State of Fear

The Actors Company Theatre (TACT) has a knack for resurrection, unearthing worthy revivals of long-ignored theatrical gems. Last spring, TACT presented Tennessee Williams’ The Eccentricities of a Nightingale, a play that had not been seen in New York for more than 30 years. Now TACT reaches back even further into the past, bringing us, for the first time since its 1964 premiere, a New York City production of Arthur Miller’s riveting Incident at Vichy. Incident at Vichy opens quickly, spotlighting a lone man — a prisoner — anxiously sitting on a bench outside an office. Lights go out and then come up again. This time there are two men. We see additional men, and eventually their captors, each time the lights go up. Here, director Scott Alan Evans departs uncharacteristically from the script’s production notes, where lights go up at once and all characters wear fixed expressions. Evans’ technique works terrifically and underscores the continuous accumulation of prisoners, a theme which the play revisits at its conclusion.
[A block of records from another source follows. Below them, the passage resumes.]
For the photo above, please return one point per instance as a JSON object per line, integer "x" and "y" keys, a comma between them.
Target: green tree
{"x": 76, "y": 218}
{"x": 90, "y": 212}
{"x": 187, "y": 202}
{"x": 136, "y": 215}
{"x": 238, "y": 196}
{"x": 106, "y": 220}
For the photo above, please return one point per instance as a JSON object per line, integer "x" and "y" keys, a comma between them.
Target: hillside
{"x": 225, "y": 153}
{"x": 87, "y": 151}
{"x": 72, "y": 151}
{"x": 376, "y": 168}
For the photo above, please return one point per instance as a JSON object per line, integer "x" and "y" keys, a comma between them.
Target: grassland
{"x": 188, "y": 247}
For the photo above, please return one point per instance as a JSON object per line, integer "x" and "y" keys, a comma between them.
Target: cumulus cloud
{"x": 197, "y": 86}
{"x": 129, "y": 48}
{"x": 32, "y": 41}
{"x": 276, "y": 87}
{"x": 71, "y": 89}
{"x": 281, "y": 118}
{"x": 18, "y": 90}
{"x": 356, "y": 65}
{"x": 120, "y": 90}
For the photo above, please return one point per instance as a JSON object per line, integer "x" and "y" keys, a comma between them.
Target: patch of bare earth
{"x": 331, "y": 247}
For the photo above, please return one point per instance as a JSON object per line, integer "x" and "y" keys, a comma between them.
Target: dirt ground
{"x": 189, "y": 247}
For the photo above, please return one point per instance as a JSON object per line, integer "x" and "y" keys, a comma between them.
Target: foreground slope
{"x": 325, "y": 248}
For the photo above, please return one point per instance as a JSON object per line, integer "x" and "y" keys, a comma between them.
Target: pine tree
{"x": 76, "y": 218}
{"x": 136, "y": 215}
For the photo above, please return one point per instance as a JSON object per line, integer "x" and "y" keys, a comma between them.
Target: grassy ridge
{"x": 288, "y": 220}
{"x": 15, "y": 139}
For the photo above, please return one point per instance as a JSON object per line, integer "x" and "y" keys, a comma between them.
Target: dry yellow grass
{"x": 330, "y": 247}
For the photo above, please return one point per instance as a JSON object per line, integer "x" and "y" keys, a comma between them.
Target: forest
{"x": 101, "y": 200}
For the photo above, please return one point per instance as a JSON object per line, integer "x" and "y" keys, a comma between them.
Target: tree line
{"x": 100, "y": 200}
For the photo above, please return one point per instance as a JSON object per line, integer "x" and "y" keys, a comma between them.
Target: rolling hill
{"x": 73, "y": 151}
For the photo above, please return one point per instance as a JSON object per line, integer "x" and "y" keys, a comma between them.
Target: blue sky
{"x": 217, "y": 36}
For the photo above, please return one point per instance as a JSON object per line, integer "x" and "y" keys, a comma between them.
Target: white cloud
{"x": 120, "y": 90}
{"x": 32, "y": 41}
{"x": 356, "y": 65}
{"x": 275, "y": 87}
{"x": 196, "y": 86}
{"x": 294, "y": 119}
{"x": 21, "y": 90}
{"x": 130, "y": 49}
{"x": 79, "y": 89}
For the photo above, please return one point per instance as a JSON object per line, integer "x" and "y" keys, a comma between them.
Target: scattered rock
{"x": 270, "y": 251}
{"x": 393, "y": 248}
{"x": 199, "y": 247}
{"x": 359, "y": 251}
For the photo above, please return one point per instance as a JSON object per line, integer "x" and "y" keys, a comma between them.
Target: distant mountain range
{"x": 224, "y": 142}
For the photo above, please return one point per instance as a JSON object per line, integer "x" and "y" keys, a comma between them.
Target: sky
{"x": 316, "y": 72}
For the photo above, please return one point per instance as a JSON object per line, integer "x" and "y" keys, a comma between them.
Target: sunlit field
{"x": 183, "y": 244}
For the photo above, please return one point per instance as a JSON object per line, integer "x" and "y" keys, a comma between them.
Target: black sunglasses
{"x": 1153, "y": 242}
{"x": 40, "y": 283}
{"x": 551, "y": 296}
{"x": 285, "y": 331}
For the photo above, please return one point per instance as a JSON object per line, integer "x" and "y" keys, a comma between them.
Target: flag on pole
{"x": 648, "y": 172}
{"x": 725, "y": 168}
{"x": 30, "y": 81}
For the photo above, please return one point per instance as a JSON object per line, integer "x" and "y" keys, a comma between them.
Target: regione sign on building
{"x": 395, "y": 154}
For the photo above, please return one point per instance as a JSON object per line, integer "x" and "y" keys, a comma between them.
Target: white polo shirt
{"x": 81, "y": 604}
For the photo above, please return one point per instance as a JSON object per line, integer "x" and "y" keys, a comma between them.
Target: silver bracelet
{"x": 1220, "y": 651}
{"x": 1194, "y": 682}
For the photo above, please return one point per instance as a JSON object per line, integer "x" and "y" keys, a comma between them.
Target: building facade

The French town of Vichy was occupied by the Germans from 1940-1944, and the play takes place in 1942. Men are being rounded up by local authorities collaborating with the Nazis. Ostensibly brought to the compound for a “paper check,” some of the men have heard nebulous rumors of sinister plots against Jews, and of railroad cars and concentration camps. All except one of the men are Jewish. Some believe these rumors are preposterous and that if they just do what they are told, they will be released. Others feel that escape is impossible and that they must try to overpower their captors. As they wait to be summoned, their arguments about their captors’ intentions form the basis of the play’s action. Though we learn that the rumors are true, some remain incredulous.

Scott Bradley’s set design is powerfully faithful to Miller’s description of “a warehouse, perhaps an armory or part of a railroad station not used by the public.” The office where interrogations take place, with pipes emanating from its roof, itself suggests a furnace-like structure. Sound designer Jill BC Du Boff deftly injects a dull and ominous mechanical hum to the action. The spaces between the prisoners on the bench, however, are tight and sometimes appear to impede the actors’ fullness of language. Evans, attempting to illustrate confinement, keeps the prisoners close together and forgoes much of the stage’s available space, but perhaps he should have again broken slightly from the script and permitted them to stalk the stage more often. When the actors do this their exchanges are more expansive for it.

In a cast of 16, some actors are naturally stronger than others. Though they come close at times, none, though, entirely convey the sheer and obvious terror Miller’s script describes. Prisoner foils — the psychiatrist Leduc (Christopher Burns) and the actor Monceau — are slightly mismatched here; Gregory Salata as Monceau is more proficient, with greater range. Todd Gearhart, a TACT mainstay, plays an excellent Von Berg, a sympathetic non-Jewish Austrian nobleman who has been caught in the dragnet. Mr. Gearhart, perhaps wisely dispensing with the accent, deftly straddles his character’s tendency toward finding “shreds of hope” where they don’t exist and his absolute first-hand knowledge of the ruthlessness of Nazism.

That savagery is apparent in the conflicted Major (played with convincing and edgy menace by Jack Koenig, and with great costuming by David Toser) and the Nazi loyalist Professor Hoffman (Jeffrey C. Hawkins), a servant of something called the “Race Institute.” His job is to examine the noses and penises of the prisoners to find out if they are Jewish. The arguments between Leduc and Monceau are mirrored by angry exchanges between the Major and the Professor over why they must perform their duties.

TACT’s program explains that Incident at Vichy received mixed reviews from critics and defensive letters from theater goers when it premiered at Lincoln Center. The program suggests that some of these may have represented thinly veiled reactions to the play’s implicit accusations of societal guilt for the rise of Nazism, and for the Holocaust. The gist of these reactions was that Miller effectively insulated himself from criticism by surrounding his play with events and sentiments that were politically incorrect to attack. Unfortunately, these self-serving comments distracted from an honest evaluation of the work and its meaning.

There is no doubt that Incident at Vichy is a thorough and broad condemnation of inaction in the face of evil. Miller was unapologetic about making the audience uncomfortable. And, even with Leduc psychoanalyzing the rationales of the survival strategies of his fellow prisoners, Miller’s writing mostly avoids overt didacticism. TACT’s production is a potent and fitting return of this overlooked classic.